I may have missed it, but I don't think anyone mentioned that the Warriors offered Barnes a four-year, $64 million extension after their first title in 2015, and he turned it down. That same offseason, Klay signed a four-year, $70 million extension and Draymond signed a five-year, $82 million extension (almost the same per year as they offered Barnes, one extra year).
That was a generous offer to Barnes, but he was looking at being a big fish in another pond rather than a smaller fish in the Warriors pond. Barnes refusal to sign the extension caused some friction with the other core players, especially after Klay and Draymond agreed to their extensions. They thought Barnes was going against the spirit of the group, where everyone was taking a little less and doing what they could to keep the core together. Barnes made it look more about himself at the expense of the team.
It looked even worse in the next offseason when Barnes held out for max free agent money after a horrible postseason -- 9.0 pts, 5.1 reb, 44.6% EFG, 47.4% TS, and a particularly awful finals.
As for Draymond taking less with his recent extension, there are mitigating factors that mean less money with the Warriors makes financial sense.
-- We won't know unless he plays elsewhere, but there's good reason to believe that the Warriors are the best fit for him, possibly by a wide margin.
-- His ancillary income will likely be much greater with the Warriors, both because of the Silicon Valley connection and remaining associated with the Warriors success.

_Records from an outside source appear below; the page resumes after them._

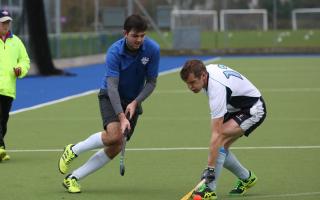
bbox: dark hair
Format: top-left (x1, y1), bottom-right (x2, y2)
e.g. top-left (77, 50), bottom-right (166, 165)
top-left (180, 60), bottom-right (207, 81)
top-left (123, 14), bottom-right (148, 32)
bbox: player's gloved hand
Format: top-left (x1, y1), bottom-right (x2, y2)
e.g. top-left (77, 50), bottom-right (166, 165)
top-left (201, 167), bottom-right (216, 184)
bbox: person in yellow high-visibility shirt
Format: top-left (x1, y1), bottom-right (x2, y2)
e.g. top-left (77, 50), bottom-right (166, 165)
top-left (0, 10), bottom-right (30, 162)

-- Having seen multiple players go down with serious injuries, including two on his own team, it can be prudent to take the money now rather than hope for more later. He just saw Cousins lose a huge amount of money after getting injured in New Orleans.
I have to admit to a feeling of exasperation toward Barnes.
This is the same guy who said he was returning to North Carolina for a second season to help his brand. He spent much of his early career trying to think of half-baked ways to optimize his financial success after he became the next Michael Jordan and it was really distasteful watching him fail to ever really figure out the game of basketball. So many times I found myself thinking "Dude, if that's all you can do, no one will want to wear your shoe. STFU and learn to play if you want a brand, otherwise just quietly invest your money.
And I'll acknowledge it maddening to see the Sacramento deal given this. The Dallas deal I absolutely expected. Barnes got incredibly lucky that GS context made him look like a success who might (somehow) still bloom into a star with more primacy, but it was a given someone would pay big money in a desperate prayer for legitimacy. Sacramento though? To me that's prospect/contract inertia. Take Barnes, make him a minimum contract guy without a history of hype, no way Sac sees the way he played last year and says "Here, have 80 million dollars." Such a contract wouldn't even enter into the conversation. It wouldn't occur to anyone to offer that kind of money. To see Barnes benefit from him being so drastically overrated to start his career years after his underachievement has become a fact set in stone after seeing what his attitude back when he was overrated, it's annoying to me.